The Metal Shark agreement calls for the Louisiana shipyard to build the Damen FCS 7011 fast crew boat for American customers. The aluminum vessel incorporates Damen’s unique “Sea Axe” bow design as well as its ride control system. It can reach speeds of 40 knots and carry up to 150 people.
Eastern delivers massive ATB hopper dredge
Eastern Shipbuilding of Panama City, Fla., has delivered the first articulated tug-barge (ATB) hopper dredge built in the U.S.
The vessel built for Great Lakes Dredge & Dock Co. consists of the 15,442-hp tug Douglas B. Mackie and hopper dredge barge Ellis Island with its 14,788-cubic-yard capacity. The barge is the largest of its kind in the American fleet.
“This addition to our fleet represents a great milestone in Great Lakes’ history," said Lasse Petterson, chief executive officer for the Oak Brook, Ill.-based operator. "Ellis Island is capable of meeting the current and future U.S. Army Corps of Engineers’, state and U.S. ports’ deepening, coastal protection, coastal restoration and maintenance dredging infrastructure demands.
“Ellis Island’s haul capacity and dredging systems will yield more efficient and faster project execution,” he added.
The new ATB already has a job lined up. After departing Eastern, the vessel will transit to Mississippi for a coastal restoration project.
Washburn & Doughty building two hybrid tugs
Maine shipbuilder Washburn & Doughty has been awarded a contract to build two hybrid tugboats that will be the first of their kind in the U.S.
The two vessels for Houston-based Harbor Docking and Towing will feature a complete Caterpillar propulsion system that includes 3512E main engines, C18 generator sets, a C7.1 generator set, shaft lines and MTA 628 azimuth drives. Caterpillar also will supply booster motors, switchgear and other components.
“The hybrid propulsion system yields substantial maintenance cost savings, reduced fuel consumption, reduced emissions and a smaller DEF tank size,” Caterpillar said in a news release. DEF refers to the chemical added to engine exhaust aftertreatment systems to meet EPA Tier 4 standards.
Washburn & Doughty of East Boothbay, Maine, will design the vessels based on the firm’s proven 93-foot platform. The propulsion system will not include batteries like some existing hybrid tugs.
Bouchard picks VT Halter, Bollinger for latest ATB project
Bouchard Transportation Co. of Melville, N.Y., has hired VT Halter Marine and Bollinger Shipyards for its latest ATB project.
The 4,000-hp Evening Breeze will be paired with the 317-foot Barge No. 252, which will have a capacity of 55,000 barrels. The Tier 4-compliant tug will be a sister vessel to Denise A. Bouchard and Evening Star.

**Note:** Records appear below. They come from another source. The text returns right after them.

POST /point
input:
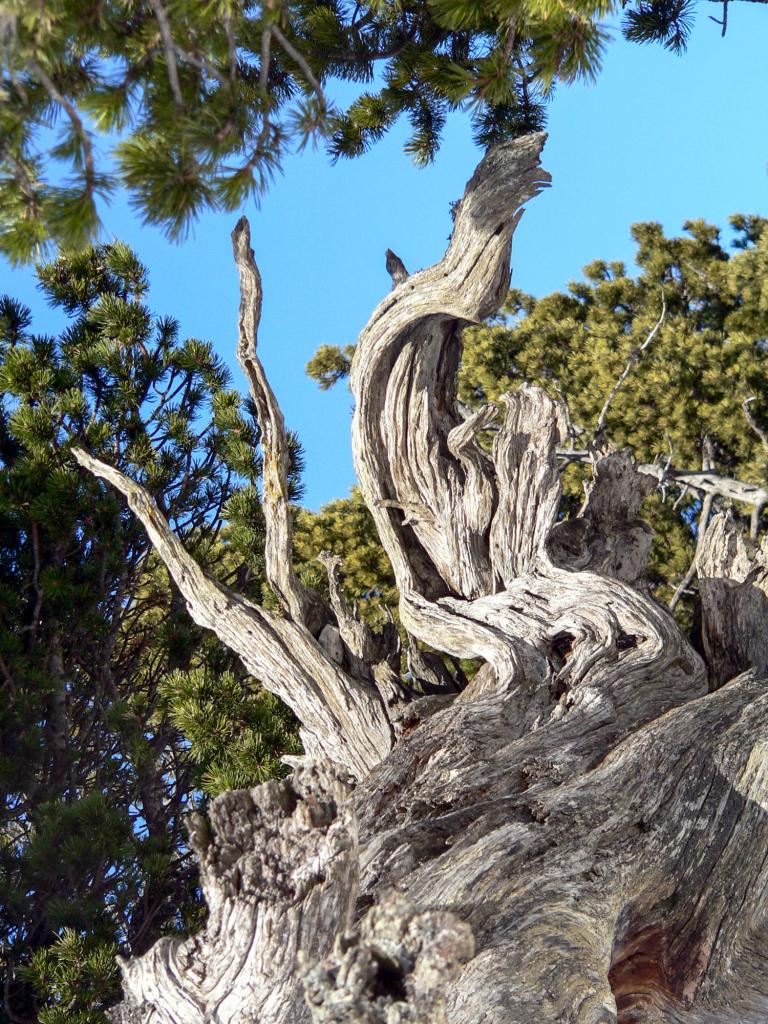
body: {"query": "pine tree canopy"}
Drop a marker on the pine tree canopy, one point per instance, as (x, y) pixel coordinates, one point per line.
(116, 713)
(683, 397)
(199, 102)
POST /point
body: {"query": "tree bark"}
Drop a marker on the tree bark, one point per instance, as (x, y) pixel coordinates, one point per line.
(580, 834)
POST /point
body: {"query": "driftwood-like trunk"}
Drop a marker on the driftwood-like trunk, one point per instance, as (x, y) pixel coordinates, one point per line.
(579, 835)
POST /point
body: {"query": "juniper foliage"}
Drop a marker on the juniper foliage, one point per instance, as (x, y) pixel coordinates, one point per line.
(684, 394)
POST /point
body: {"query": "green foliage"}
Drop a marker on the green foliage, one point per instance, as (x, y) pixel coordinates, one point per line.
(237, 734)
(76, 979)
(330, 365)
(199, 103)
(95, 769)
(709, 356)
(346, 528)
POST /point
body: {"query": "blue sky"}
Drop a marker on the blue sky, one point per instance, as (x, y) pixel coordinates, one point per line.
(656, 137)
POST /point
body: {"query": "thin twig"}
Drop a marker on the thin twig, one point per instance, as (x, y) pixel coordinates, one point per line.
(77, 123)
(200, 62)
(170, 51)
(231, 48)
(762, 434)
(266, 48)
(635, 355)
(708, 464)
(698, 480)
(298, 58)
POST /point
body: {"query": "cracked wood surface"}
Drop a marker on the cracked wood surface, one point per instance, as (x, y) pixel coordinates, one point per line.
(580, 835)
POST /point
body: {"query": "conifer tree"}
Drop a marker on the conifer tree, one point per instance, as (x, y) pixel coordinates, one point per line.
(117, 715)
(683, 397)
(200, 102)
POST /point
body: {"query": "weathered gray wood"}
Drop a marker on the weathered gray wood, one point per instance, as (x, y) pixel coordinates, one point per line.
(579, 835)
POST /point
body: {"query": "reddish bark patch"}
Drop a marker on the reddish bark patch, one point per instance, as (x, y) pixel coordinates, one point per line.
(646, 975)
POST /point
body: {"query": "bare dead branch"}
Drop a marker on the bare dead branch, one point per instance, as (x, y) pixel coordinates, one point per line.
(635, 356)
(708, 464)
(702, 481)
(762, 434)
(303, 605)
(340, 718)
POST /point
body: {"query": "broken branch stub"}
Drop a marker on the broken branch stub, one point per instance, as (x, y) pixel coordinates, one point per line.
(579, 835)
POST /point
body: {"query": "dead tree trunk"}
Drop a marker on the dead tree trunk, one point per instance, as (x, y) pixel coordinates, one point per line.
(581, 834)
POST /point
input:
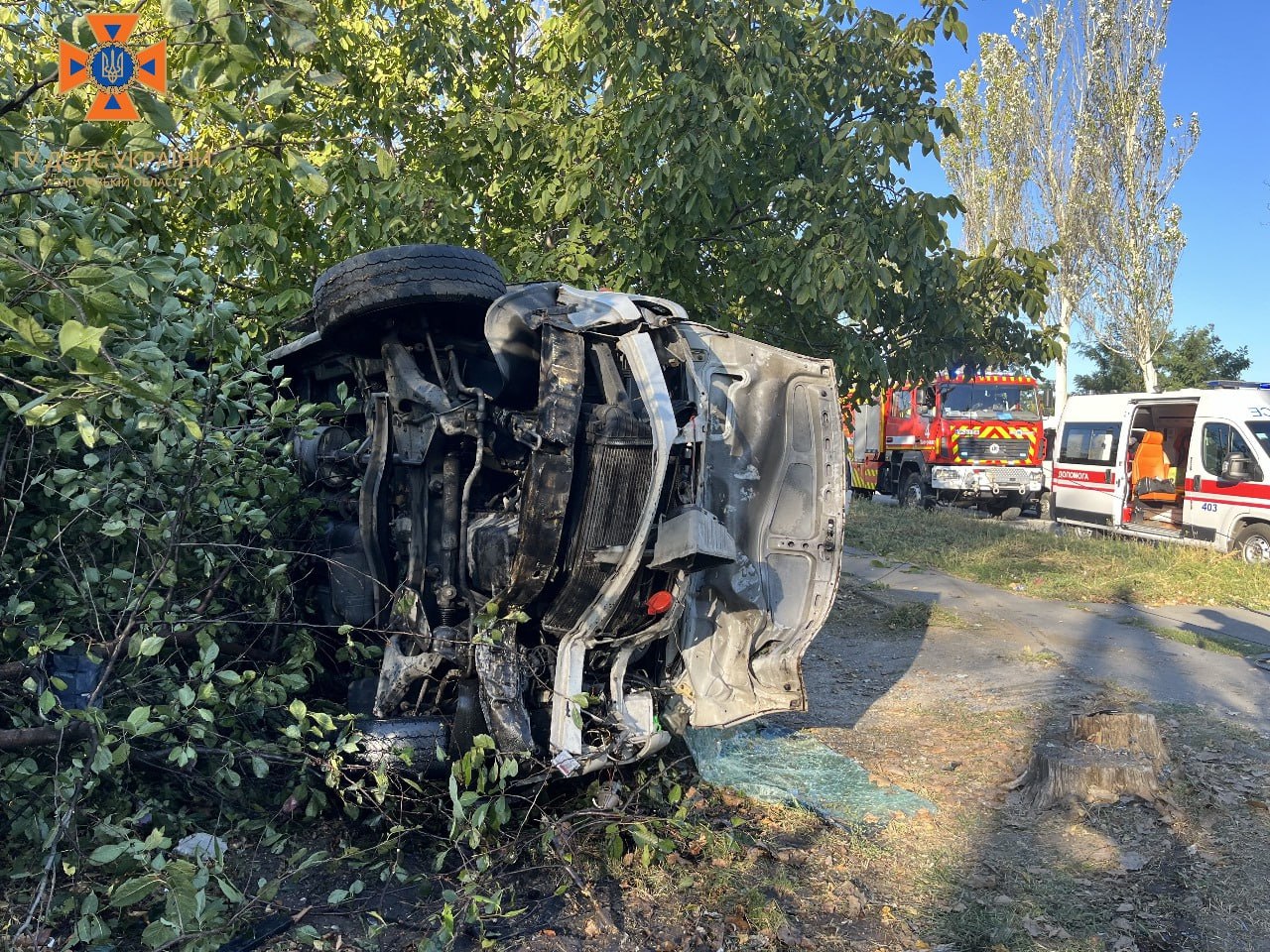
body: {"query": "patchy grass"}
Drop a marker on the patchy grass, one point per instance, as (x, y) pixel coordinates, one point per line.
(920, 616)
(1044, 657)
(1057, 566)
(1209, 642)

VT Halter will build the tugboat and Lockport, La.-based Bollinger will build the barge. The vessels will be connected with the latest Intercon coupler system. The Jones Act-compliant vessels will move petroleum products.
Evening Breeze and Barge No. 252 are scheduled for delivery in 2019.
Chesapeake launches new series for American Cruise Lines
Chesapeake Shipbuilding has launched the river cruise ship American Song from its Salisbury, Md., shipyard.
American Song is the lead vessel in American Cruise Lines’ new riverboat series. It has five decks and space for 190 passengers in 102 staterooms. A retractable gangway will extend from the ship to a riverbank or dock. Propulsion comes from twin Caterpillar diesel mains and Veth z-drives installed forward and aft.
The vessel is scheduled to enter service next fall on the Mississippi River. It will lead itineraries on the Columbia and Snake rivers the following year.
Bollinger building ferry for North Carolina DOT
The North Carolina Department of Transportation has ordered a River-class ferry from Bollinger Shipyards. The vessel is based on a design from Elliott Bay Design Group of Seattle.
The 183-foot ferry will hold 38 standard vehicles. Upon delivery in March 2019, it will replace the smaller 22-year-old ferry Thomas A. Baum.
“This is a great first step in phasing out our smaller boats and replacing them with larger ones,” said Harold Thomas, director of the department's Ferry Division. “Eventually it will allow us to increase our capacity with the same number of scheduled trips.”
Elliott Bay also designed the department’s latest car ferry, Sea Level, which was christened five years ago.